La Nouvelle Alliance du G8 : sécurité alimentaire ou business as usual ?
En mai 2012 le Président des États-Unis, Barak Obama, a dévoilé ses plans pour mettre en place une Nouvelle Alliance pour la sécurité alimentaire et la nutrition en Afrique. Lancée lors du Sommet de Camp David, la Nouvelle Alliance (NA) est un partenariat entre le G8, l’Union africaine, le Nouveau partenariat pour le développement de l’Afrique (NEPAD), son Programme détaillé pour le développement de l’agriculture africaine (PDDAA), les gouvernements d’états africains concernés et près d’une centaine d’entreprises nationales et internationales. Objectif affiché : aider 50 millions de personnes en Afrique sub-saharienne à sortir de la pauvreté et de l’insécurité alimentaire d’ici 2022. Pour cela, les Etats membres du G8 ont souhaité mettre l’accent sur « l’accélération de l’apport de capitaux privés » [[Conseil européen (2012), L’UE au G8 : Agir ensemble, http://www.european-council.europa.eu/home-page/highlights/eu-at-g8-acting-together?lang=fr]] , afin d’assurer une « croissance économique solide et inclusive » [[Maison-Blanche (2012), Fact Sheet: G-8 Action on Food Security and Nutrition, www.whitehouse.gov/the-press-office/2012/05/18/fact-sheet-g-8-action-food-security-and-nutrition]] pour le secteur agricole africain.
Mais qui sont ces acteurs privés ? En majorité des multinationales (67 projets portés par 34 entreprises internationales et 3 alliances internationales d’entreprises – Cargill, Monsanto, Syngenta, Nestlé, Louis Dreyfus Commodities, Compagnie Fruitière, Rabobank, Groupe CIC, … – et dans une moindre mesure des entreprises nationales (45) portant un projet. On compte sur les doigts d’une main les projets de coopératives ou associations de producteurs locaux [[Le G8 et sa Nouvelle Alliance: une menace pour la sécurité alimentaire et nutritionnelle en Afrique ? – ACF, CCFD, GRET, Oxfam, Peuples Solidaires, Réseau Foi et Justice – juin 2013]].
La NA a ciblé pour sa première année six pays africains – le Burkina Faso, la Cote d’Ivoire, l’Ethiopie, le Ghana, le Mozambique et la Tanzanie – et a défini pour chacun des cadres de coopération. Pour l’ensemble de ces pays, le secteur privé s’est engagé à investir 3,5 milliards de dollars. Les engagements financiers des Etats membres du G8 – destinés à soutenir ces investissements privés – représentent près de 2,5 milliards de dollars. Les Etats-Unis sont le premier contributeur, suivi par l’Union européenne et la France. Le gouvernement français semble avoir aujourd’hui pris la mesure de cette contradiction, comme l’a souligné récemment Pascal Canfin, Ministre du Développement : « La Nouvelle Alliance affronte les critiques de nombreux intervenants (ONG, Organisations d’agriculteurs,…). Ces remarques doivent être prises en compte et il nous faut définir précisément nos actions pour démontrer que la Nouvelle Alliance est faite pour les petits producteurs africains et non pas uniquement pour les entreprises multinationales ». [[Déclaration de M. Pascal Canfin, à New York le 23 septembre 2013. Source http://www.diplomatie.gouv.fr, le 26 septembre 2013]]
Lors du dernier sommet du G8 en Angleterre en juin 2013, 4 nouveaux pays ont rejoint l’Alliance : Ghana, Nigeria, Malawi et Sénégal.

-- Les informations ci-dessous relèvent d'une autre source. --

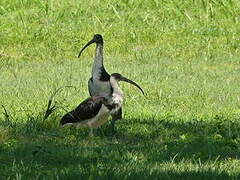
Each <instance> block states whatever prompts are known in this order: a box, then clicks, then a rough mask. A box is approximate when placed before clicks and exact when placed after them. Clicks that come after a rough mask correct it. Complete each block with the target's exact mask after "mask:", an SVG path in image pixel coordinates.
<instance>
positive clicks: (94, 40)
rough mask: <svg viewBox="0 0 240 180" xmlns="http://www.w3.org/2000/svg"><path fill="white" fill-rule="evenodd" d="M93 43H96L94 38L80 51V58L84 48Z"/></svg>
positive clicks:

Le secteur privé occupe par ailleurs et de plus en plus les espaces de gouvernance. Au niveau international, au sein du Comité sur la Sécurité Alimentaire Mondiale, un mécanisme du secteur privé a été créé – coordonné par le Réseau international de l’Agroalimentaire (IAFN – International Agri-Food Network) qui regroupe des acteurs privés de plus de 135 pays [[Plus d’informations : http://www.agrifood.net/]]. De même, les entreprises participent dans les instances de décision des Institutions financières de développement, nationales et internationales.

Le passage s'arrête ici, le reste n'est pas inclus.